とっくに日は昇り、春特有の気怠い空気とうららかな気候が本丸を包んでいる。
いい加減に起きなければならないと思いつつも全身がそれを拒絶していた。


(無理無理無理・・・・・もう、無理だ審神者なんて私にできない・・・)


布団の中で蓑虫になりながら、軽率に審神者になった事を私は猛烈に後悔していた。
やっぱり私みたいな小市民に務まるような御役目ではなかったのだ、崇高な理想もなくたかが生活のためになど引き受けるべきではなかった。

一昨日まではそうじゃなかった。
特に大きな事件もなく、順調に進んでいると、このまま審神者をやれるのではと勘違いしていた。

昨日だ。
昨日は強敵を相手にした酷い戦だったという―――なんとか辛勝を収めたものの、見てしまった。
死者こそいないものの、血塗れの皆に担ぎ込まれた大和守くんから更に流れる沢山の血を見て、思い知った。

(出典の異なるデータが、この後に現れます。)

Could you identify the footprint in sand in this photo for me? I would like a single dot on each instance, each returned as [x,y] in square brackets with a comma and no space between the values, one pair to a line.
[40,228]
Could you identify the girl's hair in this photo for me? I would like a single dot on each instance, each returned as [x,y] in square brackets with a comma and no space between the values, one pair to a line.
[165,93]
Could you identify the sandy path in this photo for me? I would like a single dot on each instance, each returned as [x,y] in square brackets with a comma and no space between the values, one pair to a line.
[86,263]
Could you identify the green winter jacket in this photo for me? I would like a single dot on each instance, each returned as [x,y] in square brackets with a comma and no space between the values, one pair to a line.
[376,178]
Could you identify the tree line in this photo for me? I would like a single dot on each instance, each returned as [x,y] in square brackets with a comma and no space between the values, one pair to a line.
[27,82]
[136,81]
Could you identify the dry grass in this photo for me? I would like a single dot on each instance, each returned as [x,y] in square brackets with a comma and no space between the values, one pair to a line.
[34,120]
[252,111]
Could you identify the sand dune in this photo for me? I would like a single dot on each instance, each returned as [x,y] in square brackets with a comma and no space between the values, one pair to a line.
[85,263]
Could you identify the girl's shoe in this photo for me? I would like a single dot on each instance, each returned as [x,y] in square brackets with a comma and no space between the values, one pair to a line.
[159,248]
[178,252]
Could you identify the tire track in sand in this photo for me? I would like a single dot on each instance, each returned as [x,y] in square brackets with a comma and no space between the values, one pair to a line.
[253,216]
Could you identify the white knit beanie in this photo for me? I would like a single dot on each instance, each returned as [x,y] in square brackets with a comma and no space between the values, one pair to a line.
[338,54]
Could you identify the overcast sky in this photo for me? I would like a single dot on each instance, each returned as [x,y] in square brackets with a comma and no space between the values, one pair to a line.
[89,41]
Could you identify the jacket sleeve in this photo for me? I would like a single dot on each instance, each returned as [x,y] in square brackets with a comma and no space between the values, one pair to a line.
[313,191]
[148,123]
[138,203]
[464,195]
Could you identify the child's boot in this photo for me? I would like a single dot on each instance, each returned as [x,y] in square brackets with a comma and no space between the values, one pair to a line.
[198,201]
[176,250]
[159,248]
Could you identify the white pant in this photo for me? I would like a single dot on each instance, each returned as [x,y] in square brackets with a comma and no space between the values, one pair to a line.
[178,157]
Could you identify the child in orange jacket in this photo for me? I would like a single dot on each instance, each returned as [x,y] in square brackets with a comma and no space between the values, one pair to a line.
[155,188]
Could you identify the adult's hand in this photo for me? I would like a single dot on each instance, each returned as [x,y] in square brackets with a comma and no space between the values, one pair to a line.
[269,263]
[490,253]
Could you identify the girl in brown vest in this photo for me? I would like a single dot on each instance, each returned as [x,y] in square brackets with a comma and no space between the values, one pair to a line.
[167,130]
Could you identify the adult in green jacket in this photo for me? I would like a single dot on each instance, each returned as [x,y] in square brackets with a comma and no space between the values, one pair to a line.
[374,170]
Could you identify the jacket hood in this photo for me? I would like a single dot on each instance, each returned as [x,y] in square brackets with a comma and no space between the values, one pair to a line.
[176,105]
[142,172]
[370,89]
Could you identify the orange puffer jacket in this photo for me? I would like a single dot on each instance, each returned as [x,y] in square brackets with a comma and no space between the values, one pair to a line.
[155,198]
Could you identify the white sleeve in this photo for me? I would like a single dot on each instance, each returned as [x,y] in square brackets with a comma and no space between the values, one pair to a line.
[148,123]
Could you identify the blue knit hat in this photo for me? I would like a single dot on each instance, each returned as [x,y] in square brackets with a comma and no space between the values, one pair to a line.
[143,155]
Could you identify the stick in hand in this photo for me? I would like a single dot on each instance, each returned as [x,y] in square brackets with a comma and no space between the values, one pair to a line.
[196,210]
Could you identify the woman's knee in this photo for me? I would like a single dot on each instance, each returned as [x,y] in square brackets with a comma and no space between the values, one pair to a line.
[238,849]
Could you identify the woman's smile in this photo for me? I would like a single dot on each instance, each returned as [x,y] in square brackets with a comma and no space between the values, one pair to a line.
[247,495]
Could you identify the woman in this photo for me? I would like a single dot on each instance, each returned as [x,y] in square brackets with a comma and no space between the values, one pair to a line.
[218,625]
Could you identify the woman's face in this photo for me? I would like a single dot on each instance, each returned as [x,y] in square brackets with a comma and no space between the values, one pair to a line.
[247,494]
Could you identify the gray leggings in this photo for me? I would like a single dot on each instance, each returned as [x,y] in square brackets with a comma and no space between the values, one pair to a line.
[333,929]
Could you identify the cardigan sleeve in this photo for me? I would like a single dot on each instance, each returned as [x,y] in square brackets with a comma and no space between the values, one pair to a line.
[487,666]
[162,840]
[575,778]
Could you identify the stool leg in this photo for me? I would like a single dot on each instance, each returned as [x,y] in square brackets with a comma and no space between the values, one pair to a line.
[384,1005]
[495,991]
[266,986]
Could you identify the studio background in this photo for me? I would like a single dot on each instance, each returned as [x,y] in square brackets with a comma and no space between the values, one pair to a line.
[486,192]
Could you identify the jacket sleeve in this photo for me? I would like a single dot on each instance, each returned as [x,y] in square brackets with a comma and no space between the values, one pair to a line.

平和に安全に保たれた庭の中で、自分が戦の渦中にいたのだとやっと自覚したのだ。


(あんなにたくさんの血なんて、初めて見た・・・)


元は刀でその付喪神とはいえ彼らは今や人間の身体を持っているのだから、傷付けば当然血が出る。
血が流れるのなら、生きているのなら、戦いの中で死ぬ可能性もあるに決まっている。

その認識を今までぼんやりと許容できていたのは、皆が掠り傷程度で帰還してきてくれたからだ。
だから優しい物語のように、皆は強いから深手を負う事も死ぬ事もないだろうと都合の良い見解に浸っていた。

浅はかに過ぎる。

そんなことはないなんて、少し考えれば子供でも気付けたことなのに。
ずっと見ないフリ聞こえないフリで、誰かに怪我をさせる責任から逃げ続けてきた。


『大丈夫、どうかお気になさらずに私達の主。折れない限り、私達は死にません。』


そう優しく宥める一期さんの手に、表面上は優等生らしく納得したフリをして―――しかしその内心は嵐が吹き荒れていた。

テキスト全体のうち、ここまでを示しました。